One of the great "meta" areas of investigation for the scientific community is how to attain greater efficiency in sustainable energy creation and storage, from solar power arrays to car batteries to batteries for mobile phones and laptops. To the quest for greater sustainability in these industries one can add cardiac pacemakers, and one pioneer of the technology says it could be ready for trials sooner rather than later. "It's not far," M. Amin Karami, PhD, director of the Intelligent Dynamic Energy and Sensing Systems Lab at the State University of New York at Buffalo, said. "We can have the technology ready for animal tests and maybe even for human trials, in two years." Karami supervised work by UB doctoral student Hooman Ansari, in which Ansari and colleagues recently created a piezoelectric energy harvester that converts the heart’s vibrational energy into electricity.
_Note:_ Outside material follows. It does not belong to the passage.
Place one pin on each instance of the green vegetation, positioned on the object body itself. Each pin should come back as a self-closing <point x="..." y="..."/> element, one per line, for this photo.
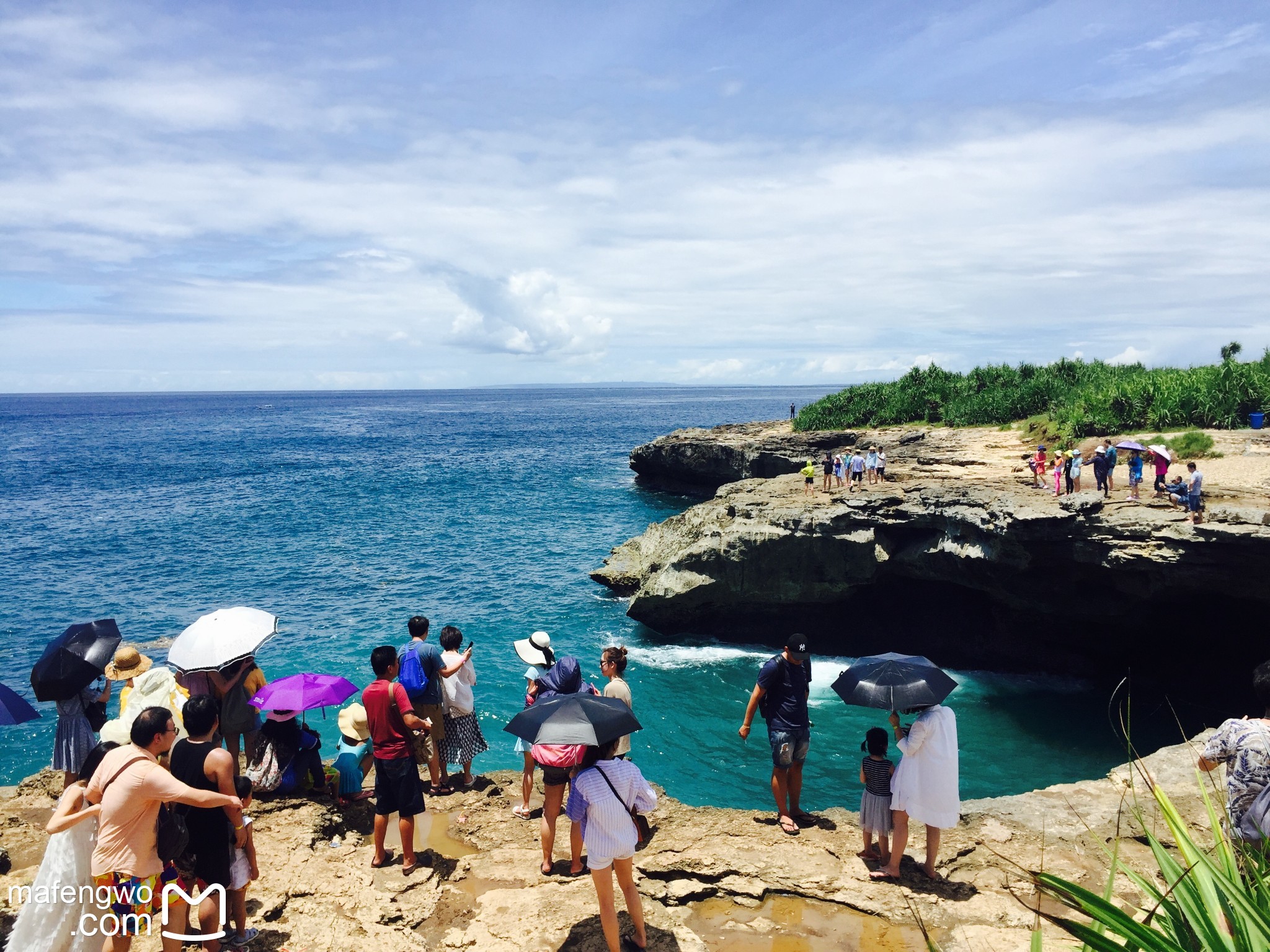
<point x="1202" y="899"/>
<point x="1192" y="444"/>
<point x="1076" y="398"/>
The work, which was published in Smart Materials and Structures and the Journal of Intelligent Material Systems and Structures, is but one of several recently published experiments that illustrate the overall quest for sustainable systems has reached critical mass in cardiac device research. In fact, Karami came to the field through his earlier work on larger-scale energy harvesting systems, in aviation and bridge safety in particular. In addition to the UB work, other recent advances include: A project led by University of Connecticut researcher Islam Mosa. Mosa was exploring the suitability of a tin...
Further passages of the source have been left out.